Some poets and writers—even the occasional architect—think of a page as a space to be explored and defined by words. Whether typeset or handwritten, words are marks of a precise nature—they have shape, density, extension—that establish spatial boundaries and limits, in other words, they are the stuff of architecture. While the marks made by architects on a sheet of paper are most often abstractly pictorial, writers work with alphabets and languages, their form and syntax. The writer’s work is complicated by the fact that the marks called words have a pre-assigned meaning that is shared by a community of people who use them as instruments of understanding. The writer’s creative task is to make people see the words afresh, as though they were at the same time both new and known. Words used in too-familiar ways are clichés, trite and tired and worn, and refer in the reader’s mind more to the writer’s dullness than to what the words might potentially mean. The bad writer is one who does not arouse the reader to a fresh understanding of the familiar.
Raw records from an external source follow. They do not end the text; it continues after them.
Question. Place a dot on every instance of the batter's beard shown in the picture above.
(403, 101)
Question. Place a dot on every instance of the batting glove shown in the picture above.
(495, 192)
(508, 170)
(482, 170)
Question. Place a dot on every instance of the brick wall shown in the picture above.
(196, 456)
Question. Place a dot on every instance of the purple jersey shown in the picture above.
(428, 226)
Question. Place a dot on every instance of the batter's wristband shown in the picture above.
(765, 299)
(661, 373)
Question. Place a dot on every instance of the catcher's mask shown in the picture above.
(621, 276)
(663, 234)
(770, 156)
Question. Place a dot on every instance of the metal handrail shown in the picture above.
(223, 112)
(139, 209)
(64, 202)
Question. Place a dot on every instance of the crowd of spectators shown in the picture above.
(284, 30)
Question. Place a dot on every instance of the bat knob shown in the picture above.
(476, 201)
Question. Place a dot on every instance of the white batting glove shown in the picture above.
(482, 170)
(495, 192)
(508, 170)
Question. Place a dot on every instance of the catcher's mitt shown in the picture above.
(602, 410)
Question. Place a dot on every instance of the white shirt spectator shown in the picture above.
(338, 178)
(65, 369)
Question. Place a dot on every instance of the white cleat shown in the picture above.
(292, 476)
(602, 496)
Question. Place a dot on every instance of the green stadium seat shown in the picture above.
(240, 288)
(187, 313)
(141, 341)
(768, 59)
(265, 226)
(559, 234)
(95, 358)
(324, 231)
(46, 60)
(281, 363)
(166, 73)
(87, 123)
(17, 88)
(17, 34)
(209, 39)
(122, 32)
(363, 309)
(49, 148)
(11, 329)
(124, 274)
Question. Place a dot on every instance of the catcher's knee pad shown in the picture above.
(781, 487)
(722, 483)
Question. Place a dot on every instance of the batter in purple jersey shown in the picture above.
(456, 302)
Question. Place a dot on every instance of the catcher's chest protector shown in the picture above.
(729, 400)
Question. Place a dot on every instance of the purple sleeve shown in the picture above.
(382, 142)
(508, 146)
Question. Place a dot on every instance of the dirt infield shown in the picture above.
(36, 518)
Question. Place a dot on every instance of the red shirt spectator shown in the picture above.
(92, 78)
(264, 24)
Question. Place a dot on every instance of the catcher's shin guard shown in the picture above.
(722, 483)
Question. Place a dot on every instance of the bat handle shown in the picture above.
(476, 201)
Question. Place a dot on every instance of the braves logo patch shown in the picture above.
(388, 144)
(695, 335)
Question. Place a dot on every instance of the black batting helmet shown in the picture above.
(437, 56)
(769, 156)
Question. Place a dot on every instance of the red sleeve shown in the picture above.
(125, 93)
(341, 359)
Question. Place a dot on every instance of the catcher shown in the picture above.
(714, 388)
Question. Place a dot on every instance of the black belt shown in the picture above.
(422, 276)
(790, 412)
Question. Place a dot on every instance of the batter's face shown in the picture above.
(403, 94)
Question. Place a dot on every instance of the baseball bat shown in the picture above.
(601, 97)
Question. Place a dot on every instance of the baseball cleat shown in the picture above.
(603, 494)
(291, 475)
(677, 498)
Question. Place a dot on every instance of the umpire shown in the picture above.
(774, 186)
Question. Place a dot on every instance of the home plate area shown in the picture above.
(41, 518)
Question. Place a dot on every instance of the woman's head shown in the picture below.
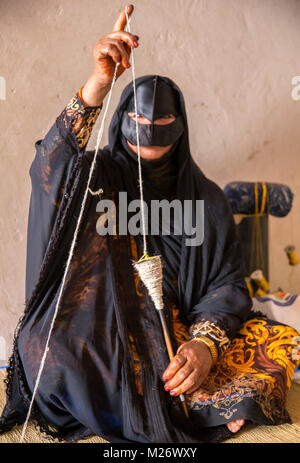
(159, 118)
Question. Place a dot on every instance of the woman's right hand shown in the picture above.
(110, 49)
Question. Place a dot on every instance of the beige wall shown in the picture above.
(234, 61)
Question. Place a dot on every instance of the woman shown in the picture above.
(107, 371)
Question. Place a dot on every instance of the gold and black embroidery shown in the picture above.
(211, 330)
(258, 365)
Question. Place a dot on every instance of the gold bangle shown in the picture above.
(211, 345)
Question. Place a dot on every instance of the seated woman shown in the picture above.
(107, 371)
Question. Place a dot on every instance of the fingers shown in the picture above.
(116, 50)
(179, 377)
(127, 37)
(177, 362)
(190, 384)
(121, 21)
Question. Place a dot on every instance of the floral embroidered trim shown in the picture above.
(212, 331)
(80, 119)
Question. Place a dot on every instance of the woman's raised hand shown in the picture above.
(114, 48)
(110, 49)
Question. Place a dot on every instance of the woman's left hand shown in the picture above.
(188, 369)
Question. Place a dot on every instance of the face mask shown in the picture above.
(154, 100)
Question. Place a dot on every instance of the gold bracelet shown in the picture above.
(211, 345)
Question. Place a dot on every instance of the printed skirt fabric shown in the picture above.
(251, 378)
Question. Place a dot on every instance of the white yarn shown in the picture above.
(138, 142)
(150, 269)
(71, 252)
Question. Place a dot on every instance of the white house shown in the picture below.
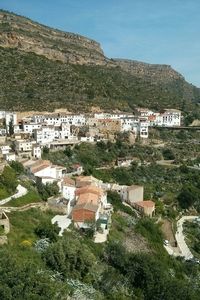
(24, 145)
(10, 117)
(171, 117)
(36, 151)
(5, 149)
(10, 156)
(29, 127)
(45, 134)
(143, 128)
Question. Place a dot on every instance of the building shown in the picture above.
(135, 193)
(10, 119)
(10, 157)
(46, 171)
(171, 118)
(29, 127)
(146, 208)
(4, 222)
(68, 188)
(5, 149)
(36, 151)
(90, 201)
(24, 145)
(45, 134)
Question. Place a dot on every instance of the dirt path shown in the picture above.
(185, 251)
(168, 231)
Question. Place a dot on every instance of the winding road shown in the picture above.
(180, 238)
(182, 248)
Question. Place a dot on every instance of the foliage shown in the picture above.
(47, 190)
(22, 279)
(8, 179)
(187, 197)
(23, 225)
(47, 230)
(115, 199)
(17, 166)
(151, 232)
(168, 154)
(69, 257)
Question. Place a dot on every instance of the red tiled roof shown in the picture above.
(68, 181)
(147, 203)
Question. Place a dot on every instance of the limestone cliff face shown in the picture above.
(154, 72)
(38, 81)
(23, 34)
(26, 35)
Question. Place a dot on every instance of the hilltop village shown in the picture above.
(84, 198)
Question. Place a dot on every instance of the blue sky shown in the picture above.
(154, 31)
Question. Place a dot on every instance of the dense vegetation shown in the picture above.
(175, 184)
(32, 82)
(41, 265)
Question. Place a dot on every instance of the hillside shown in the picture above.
(42, 67)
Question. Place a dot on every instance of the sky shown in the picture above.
(153, 31)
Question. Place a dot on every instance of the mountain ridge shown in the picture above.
(128, 79)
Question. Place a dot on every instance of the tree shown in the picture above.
(186, 198)
(17, 166)
(8, 179)
(11, 128)
(168, 154)
(47, 190)
(47, 230)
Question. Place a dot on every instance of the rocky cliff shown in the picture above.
(41, 67)
(26, 35)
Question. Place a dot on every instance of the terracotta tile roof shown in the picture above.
(147, 203)
(88, 198)
(152, 118)
(68, 181)
(40, 167)
(87, 206)
(89, 189)
(134, 187)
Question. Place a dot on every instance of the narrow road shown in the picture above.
(180, 238)
(21, 191)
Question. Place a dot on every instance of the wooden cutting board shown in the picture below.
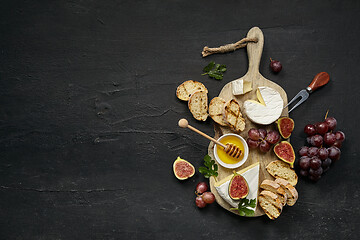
(254, 51)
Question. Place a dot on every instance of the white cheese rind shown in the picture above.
(269, 113)
(240, 86)
(252, 178)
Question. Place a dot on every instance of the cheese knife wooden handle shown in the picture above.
(319, 80)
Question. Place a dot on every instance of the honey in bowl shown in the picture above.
(226, 158)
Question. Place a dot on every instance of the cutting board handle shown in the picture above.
(254, 50)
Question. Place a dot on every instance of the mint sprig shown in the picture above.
(210, 168)
(243, 207)
(214, 70)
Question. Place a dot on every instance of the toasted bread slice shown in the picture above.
(233, 116)
(216, 110)
(184, 90)
(272, 186)
(280, 169)
(198, 105)
(291, 192)
(270, 203)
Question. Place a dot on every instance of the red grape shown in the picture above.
(272, 137)
(262, 133)
(323, 153)
(310, 130)
(254, 134)
(319, 171)
(337, 144)
(331, 122)
(252, 143)
(340, 136)
(321, 128)
(208, 197)
(329, 138)
(315, 163)
(201, 187)
(334, 153)
(304, 173)
(200, 202)
(303, 151)
(304, 163)
(316, 140)
(326, 163)
(313, 151)
(264, 146)
(275, 65)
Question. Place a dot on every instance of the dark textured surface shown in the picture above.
(88, 116)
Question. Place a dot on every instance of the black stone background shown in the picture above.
(88, 116)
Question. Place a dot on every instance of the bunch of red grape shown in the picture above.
(262, 139)
(325, 144)
(202, 196)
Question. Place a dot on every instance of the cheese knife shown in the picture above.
(319, 80)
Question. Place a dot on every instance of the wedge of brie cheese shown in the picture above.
(240, 86)
(268, 109)
(251, 175)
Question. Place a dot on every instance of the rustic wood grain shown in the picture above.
(254, 51)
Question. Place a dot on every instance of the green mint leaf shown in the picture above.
(253, 203)
(215, 167)
(241, 213)
(214, 70)
(207, 158)
(203, 170)
(216, 75)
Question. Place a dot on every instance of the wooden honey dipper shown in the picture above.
(229, 148)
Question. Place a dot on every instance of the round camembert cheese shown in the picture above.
(268, 109)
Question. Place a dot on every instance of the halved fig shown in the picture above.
(183, 169)
(238, 187)
(285, 152)
(285, 126)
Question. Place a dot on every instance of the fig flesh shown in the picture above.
(285, 152)
(238, 187)
(285, 126)
(183, 169)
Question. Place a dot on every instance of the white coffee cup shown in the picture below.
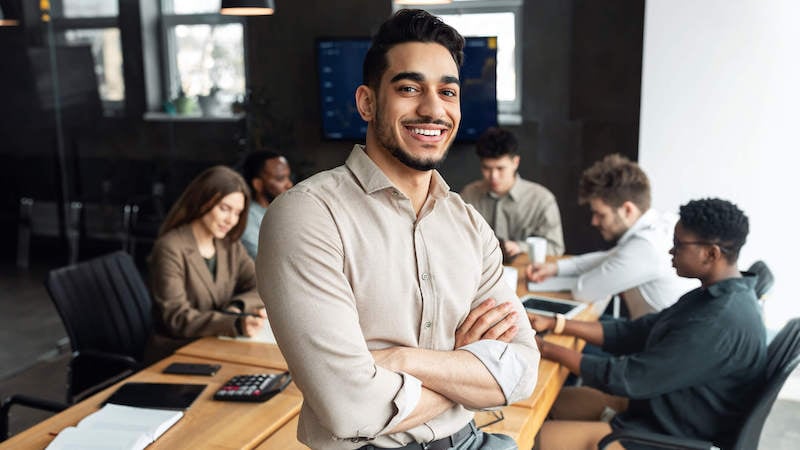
(537, 249)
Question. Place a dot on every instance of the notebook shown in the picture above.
(116, 427)
(554, 284)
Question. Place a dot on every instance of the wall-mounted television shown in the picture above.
(339, 63)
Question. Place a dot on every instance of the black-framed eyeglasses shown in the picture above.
(677, 244)
(496, 416)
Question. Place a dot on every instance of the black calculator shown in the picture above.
(258, 387)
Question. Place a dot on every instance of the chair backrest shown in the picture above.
(783, 356)
(765, 279)
(104, 304)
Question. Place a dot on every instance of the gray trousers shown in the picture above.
(486, 441)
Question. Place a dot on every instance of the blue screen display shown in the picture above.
(339, 64)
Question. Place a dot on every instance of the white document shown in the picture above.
(116, 427)
(264, 335)
(510, 275)
(554, 284)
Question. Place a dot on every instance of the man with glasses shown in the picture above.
(692, 370)
(618, 193)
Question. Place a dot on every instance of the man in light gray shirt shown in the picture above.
(269, 176)
(639, 266)
(515, 208)
(382, 287)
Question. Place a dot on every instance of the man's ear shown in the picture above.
(714, 254)
(365, 102)
(630, 210)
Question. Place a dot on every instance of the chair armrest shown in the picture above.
(25, 400)
(656, 440)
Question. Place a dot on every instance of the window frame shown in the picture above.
(61, 24)
(168, 49)
(505, 108)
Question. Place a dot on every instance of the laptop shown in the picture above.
(548, 306)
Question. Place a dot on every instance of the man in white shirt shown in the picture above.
(515, 208)
(638, 267)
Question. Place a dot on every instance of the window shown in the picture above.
(499, 18)
(94, 23)
(203, 51)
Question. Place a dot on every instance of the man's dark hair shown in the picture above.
(718, 221)
(615, 180)
(408, 25)
(254, 164)
(496, 142)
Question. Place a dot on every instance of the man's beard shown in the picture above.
(385, 137)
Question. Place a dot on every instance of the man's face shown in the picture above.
(609, 221)
(418, 106)
(688, 253)
(275, 178)
(500, 173)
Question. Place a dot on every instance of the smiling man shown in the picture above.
(638, 267)
(515, 208)
(384, 289)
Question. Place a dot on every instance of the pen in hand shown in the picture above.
(237, 314)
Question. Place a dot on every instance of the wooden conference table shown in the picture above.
(273, 425)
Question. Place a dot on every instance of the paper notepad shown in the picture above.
(116, 427)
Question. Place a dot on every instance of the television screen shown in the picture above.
(339, 63)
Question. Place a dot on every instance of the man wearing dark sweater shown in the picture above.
(691, 370)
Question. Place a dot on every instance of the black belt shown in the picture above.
(439, 444)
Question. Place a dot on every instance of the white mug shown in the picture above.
(537, 249)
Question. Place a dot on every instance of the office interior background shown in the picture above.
(703, 94)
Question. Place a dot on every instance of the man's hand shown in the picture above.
(511, 248)
(252, 325)
(488, 321)
(541, 323)
(537, 272)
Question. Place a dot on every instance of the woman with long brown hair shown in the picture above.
(202, 279)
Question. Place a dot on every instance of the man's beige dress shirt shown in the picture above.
(529, 209)
(345, 266)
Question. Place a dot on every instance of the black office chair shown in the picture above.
(105, 307)
(765, 278)
(783, 356)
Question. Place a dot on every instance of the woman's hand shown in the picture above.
(252, 325)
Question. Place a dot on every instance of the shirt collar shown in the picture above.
(372, 178)
(731, 285)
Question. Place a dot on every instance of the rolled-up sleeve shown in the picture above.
(514, 365)
(313, 314)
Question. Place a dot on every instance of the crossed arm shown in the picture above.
(456, 376)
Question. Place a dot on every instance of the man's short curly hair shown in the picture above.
(496, 142)
(718, 221)
(408, 25)
(615, 180)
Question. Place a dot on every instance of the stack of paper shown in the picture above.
(116, 427)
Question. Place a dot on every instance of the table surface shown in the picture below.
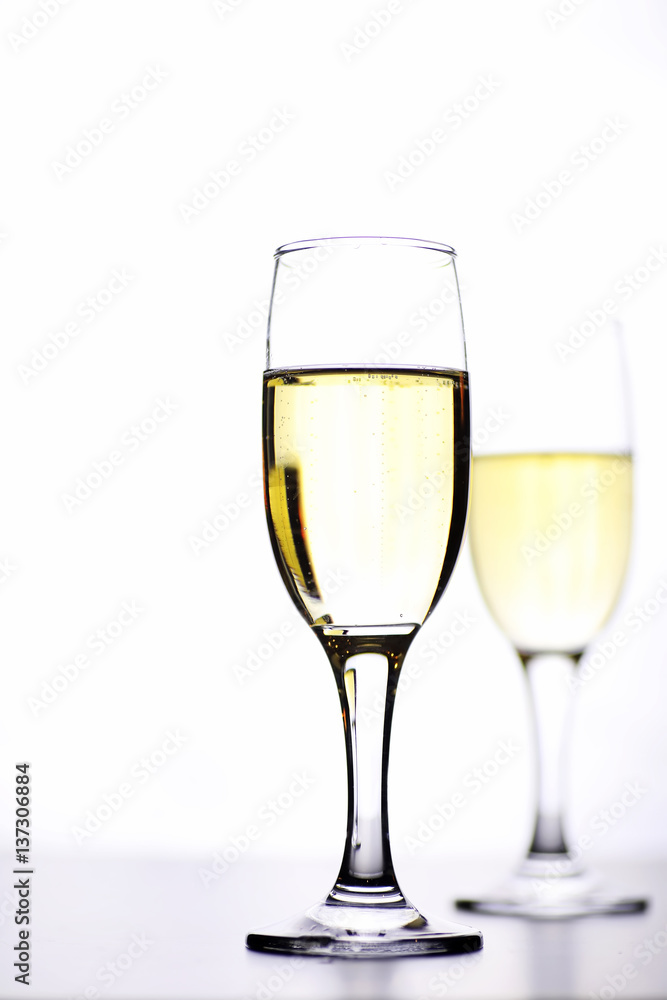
(148, 929)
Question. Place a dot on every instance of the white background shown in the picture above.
(186, 329)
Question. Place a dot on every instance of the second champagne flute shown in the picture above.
(550, 528)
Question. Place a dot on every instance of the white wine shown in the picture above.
(550, 538)
(366, 481)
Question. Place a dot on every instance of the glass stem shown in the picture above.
(367, 669)
(550, 684)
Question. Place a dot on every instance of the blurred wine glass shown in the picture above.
(550, 531)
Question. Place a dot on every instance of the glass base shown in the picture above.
(362, 931)
(552, 887)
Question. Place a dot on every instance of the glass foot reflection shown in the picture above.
(553, 887)
(331, 928)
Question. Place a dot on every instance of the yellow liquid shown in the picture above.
(550, 538)
(366, 486)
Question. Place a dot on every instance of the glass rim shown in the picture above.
(358, 241)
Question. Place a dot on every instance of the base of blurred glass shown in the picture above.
(353, 931)
(552, 887)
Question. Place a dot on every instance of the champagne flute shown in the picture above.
(550, 529)
(345, 441)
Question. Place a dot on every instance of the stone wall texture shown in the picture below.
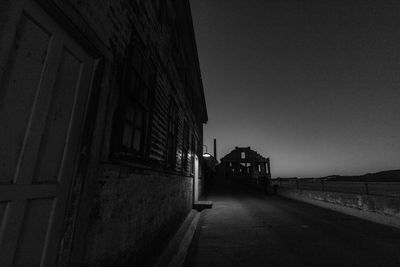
(380, 209)
(135, 207)
(136, 214)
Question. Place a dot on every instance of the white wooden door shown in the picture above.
(45, 78)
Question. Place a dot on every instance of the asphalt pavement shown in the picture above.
(247, 228)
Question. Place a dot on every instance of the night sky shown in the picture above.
(312, 84)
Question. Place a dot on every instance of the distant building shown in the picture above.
(245, 164)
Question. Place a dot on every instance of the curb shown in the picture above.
(175, 253)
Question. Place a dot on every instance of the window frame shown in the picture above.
(140, 103)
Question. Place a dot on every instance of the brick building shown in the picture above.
(103, 106)
(245, 164)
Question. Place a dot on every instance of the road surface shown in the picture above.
(247, 228)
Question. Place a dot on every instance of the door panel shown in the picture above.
(21, 81)
(43, 96)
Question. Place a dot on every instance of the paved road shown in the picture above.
(246, 228)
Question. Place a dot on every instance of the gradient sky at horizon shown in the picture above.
(312, 84)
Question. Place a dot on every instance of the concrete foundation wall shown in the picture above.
(384, 210)
(134, 216)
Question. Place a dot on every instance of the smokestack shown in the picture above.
(215, 148)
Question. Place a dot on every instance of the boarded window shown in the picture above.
(185, 147)
(137, 81)
(172, 136)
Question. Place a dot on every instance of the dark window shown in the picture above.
(193, 154)
(185, 147)
(171, 136)
(133, 115)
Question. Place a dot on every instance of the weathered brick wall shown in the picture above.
(136, 209)
(136, 213)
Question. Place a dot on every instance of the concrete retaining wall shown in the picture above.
(134, 216)
(379, 209)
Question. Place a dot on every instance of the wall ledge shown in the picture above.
(378, 209)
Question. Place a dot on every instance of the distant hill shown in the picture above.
(384, 176)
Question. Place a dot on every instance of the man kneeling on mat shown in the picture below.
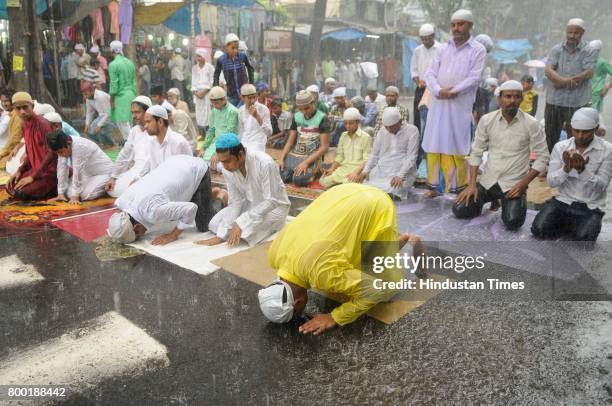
(580, 168)
(258, 202)
(179, 189)
(321, 249)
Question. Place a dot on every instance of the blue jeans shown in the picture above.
(102, 138)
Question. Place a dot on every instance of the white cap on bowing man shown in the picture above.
(463, 15)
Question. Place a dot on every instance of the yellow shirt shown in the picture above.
(527, 103)
(321, 247)
(354, 151)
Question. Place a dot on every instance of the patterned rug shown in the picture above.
(309, 193)
(24, 215)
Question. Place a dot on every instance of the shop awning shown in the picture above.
(510, 50)
(155, 14)
(345, 34)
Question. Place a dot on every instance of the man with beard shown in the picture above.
(421, 59)
(258, 204)
(391, 97)
(569, 68)
(580, 169)
(36, 178)
(510, 136)
(452, 78)
(132, 161)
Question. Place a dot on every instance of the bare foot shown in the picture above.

Even the best writers—those who enable us to read the same old words with new meaning—most often stay with the conventional arrangements of words on the page. A few of the best, and some of the less-than-best, employ the arrangement of the marks called words on the page to help us discover their familiar meanings in new ways. It is the most experimental, riskiest, and least often successful of techniques. All the more reason it remains a way of writing to be further explored.